In buildspec.yml, you can define the model version to deploy into production. You will also need to input your MLflow load balancer URI, and Inference container URI.
I updated build.py to get the chosen model version binary from MLflow, and upload its model.tar.gz to S3.
This is done by mlflow_handler.py, which also transitions model stages in MLflow, as models go through the modelDeploy Pipeline.
Triggering the deployment
You can now push the code to the main branch of the repo, which will trigger the modelDeploy pipeline in CodePipeline. Once testing is successful in staging, you can navigate to the CodePipeline console and manually approve the endpoint to go to production.

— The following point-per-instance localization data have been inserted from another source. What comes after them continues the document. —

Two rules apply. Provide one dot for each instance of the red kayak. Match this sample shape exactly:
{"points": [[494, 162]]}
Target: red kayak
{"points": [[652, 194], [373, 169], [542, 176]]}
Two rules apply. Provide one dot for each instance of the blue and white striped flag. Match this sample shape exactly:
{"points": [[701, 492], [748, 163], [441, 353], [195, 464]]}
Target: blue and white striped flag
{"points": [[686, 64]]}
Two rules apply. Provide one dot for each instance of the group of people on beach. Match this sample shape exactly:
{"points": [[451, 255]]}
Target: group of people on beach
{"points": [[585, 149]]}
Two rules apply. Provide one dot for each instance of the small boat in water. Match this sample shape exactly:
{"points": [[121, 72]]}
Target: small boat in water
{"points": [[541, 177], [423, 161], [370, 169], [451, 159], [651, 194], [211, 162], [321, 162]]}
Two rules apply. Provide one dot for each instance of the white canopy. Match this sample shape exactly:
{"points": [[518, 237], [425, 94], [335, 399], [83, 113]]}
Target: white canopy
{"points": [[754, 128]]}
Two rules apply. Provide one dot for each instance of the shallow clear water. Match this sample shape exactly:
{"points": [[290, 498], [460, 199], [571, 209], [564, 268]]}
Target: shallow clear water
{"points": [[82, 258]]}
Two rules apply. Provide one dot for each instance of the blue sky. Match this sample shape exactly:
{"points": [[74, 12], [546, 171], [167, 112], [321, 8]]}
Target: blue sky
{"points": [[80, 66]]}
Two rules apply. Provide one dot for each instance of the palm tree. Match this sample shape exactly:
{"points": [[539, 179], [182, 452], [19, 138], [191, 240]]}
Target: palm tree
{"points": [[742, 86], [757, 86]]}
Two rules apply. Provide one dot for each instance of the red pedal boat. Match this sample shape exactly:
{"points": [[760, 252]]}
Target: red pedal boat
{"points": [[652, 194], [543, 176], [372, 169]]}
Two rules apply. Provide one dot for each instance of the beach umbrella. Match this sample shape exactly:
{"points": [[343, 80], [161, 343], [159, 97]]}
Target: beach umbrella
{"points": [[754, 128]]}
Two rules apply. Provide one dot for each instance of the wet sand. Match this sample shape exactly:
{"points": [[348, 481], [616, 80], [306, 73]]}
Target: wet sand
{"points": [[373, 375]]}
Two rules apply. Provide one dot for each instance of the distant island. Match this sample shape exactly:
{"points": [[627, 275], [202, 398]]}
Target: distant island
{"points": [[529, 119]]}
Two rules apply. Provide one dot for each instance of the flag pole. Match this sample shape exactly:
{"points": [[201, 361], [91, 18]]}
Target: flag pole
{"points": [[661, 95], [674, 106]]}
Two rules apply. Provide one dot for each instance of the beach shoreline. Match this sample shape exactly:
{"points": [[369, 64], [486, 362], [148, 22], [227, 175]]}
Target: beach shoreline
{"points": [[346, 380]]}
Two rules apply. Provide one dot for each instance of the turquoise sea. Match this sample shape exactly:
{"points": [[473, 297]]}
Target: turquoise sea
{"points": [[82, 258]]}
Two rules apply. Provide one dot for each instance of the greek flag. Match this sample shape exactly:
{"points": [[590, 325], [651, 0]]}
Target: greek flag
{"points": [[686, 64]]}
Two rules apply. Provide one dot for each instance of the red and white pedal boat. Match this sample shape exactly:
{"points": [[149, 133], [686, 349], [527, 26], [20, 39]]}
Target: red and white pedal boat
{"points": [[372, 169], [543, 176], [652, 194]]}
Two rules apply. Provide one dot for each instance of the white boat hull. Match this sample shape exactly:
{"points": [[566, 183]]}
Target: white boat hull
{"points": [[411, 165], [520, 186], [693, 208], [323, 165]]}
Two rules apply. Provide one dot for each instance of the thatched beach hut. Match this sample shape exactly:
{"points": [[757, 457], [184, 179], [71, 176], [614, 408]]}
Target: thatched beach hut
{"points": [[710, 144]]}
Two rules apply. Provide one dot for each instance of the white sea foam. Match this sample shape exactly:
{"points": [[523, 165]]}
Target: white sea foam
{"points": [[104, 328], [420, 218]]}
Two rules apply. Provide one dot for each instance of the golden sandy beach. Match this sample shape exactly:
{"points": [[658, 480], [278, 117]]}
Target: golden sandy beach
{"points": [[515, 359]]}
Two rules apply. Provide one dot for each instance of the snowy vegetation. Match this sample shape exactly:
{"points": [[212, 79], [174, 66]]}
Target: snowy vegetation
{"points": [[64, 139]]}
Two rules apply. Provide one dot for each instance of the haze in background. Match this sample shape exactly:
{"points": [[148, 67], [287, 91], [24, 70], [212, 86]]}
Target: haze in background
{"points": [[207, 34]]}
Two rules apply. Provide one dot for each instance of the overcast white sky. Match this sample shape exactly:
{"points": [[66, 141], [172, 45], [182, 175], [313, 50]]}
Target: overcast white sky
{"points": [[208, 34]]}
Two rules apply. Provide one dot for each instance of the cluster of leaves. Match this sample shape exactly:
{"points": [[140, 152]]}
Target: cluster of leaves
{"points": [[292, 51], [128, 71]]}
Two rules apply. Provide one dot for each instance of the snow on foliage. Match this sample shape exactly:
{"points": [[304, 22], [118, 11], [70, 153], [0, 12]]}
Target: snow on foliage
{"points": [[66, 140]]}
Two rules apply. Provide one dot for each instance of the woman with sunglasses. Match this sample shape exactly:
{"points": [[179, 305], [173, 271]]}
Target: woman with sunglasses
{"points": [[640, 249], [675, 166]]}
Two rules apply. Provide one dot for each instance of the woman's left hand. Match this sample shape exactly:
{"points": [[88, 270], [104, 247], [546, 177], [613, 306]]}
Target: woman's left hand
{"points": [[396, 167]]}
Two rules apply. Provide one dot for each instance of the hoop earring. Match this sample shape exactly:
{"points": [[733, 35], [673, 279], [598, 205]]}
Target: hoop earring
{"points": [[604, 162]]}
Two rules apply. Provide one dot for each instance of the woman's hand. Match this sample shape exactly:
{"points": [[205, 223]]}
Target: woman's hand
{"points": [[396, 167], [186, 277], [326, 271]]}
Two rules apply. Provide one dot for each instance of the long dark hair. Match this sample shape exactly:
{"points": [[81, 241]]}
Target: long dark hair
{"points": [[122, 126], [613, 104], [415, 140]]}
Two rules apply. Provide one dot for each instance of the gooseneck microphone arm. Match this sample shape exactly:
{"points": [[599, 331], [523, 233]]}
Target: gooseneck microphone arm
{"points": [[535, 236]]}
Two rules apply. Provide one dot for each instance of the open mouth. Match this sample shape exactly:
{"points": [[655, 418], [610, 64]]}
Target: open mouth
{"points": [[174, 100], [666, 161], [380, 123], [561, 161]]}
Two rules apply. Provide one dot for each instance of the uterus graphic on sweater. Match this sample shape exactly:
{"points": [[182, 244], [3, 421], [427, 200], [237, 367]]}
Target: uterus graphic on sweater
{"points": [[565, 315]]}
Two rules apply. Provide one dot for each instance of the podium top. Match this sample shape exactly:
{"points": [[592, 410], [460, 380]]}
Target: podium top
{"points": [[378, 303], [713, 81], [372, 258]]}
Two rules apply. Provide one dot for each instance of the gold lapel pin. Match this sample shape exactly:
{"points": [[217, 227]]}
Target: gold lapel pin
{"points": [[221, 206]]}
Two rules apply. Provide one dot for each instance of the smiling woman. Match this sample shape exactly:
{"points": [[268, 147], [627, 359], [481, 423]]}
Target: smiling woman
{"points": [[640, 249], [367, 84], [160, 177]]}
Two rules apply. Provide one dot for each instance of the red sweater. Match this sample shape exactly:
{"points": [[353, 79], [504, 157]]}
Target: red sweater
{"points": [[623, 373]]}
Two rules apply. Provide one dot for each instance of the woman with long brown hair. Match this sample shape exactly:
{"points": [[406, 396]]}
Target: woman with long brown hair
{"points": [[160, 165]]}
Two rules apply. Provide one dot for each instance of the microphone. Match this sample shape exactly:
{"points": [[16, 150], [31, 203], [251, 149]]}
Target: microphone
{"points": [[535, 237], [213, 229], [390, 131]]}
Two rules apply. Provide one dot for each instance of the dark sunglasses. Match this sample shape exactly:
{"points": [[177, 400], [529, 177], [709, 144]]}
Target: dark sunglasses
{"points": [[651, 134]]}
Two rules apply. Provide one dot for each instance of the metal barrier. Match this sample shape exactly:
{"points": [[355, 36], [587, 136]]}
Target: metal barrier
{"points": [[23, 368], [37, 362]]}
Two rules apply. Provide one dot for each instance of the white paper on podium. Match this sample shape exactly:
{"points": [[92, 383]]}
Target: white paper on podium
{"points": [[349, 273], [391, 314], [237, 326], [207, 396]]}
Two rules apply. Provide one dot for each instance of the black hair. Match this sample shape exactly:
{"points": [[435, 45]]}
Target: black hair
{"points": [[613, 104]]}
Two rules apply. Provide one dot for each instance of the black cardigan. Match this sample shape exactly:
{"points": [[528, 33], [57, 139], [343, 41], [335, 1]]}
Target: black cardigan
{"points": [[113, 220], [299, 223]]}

When deploying a new version, the pipeline will archive the previous one.
And you can see your SageMaker Endpoints ready to generate predictions.
Conclusion
Amazon SageMaker Pipelines brings MLOps tooling into one umbrella to reduce the effort of running end-to-end MLOps projects.
In this post, we used a SageMaker MLOps project and the MLflow model registry to automate an end-to-end ML lifecycle.
To go further, you can also learn how to deploy a Serverless Inference Service Using Amazon SageMaker Pipelines.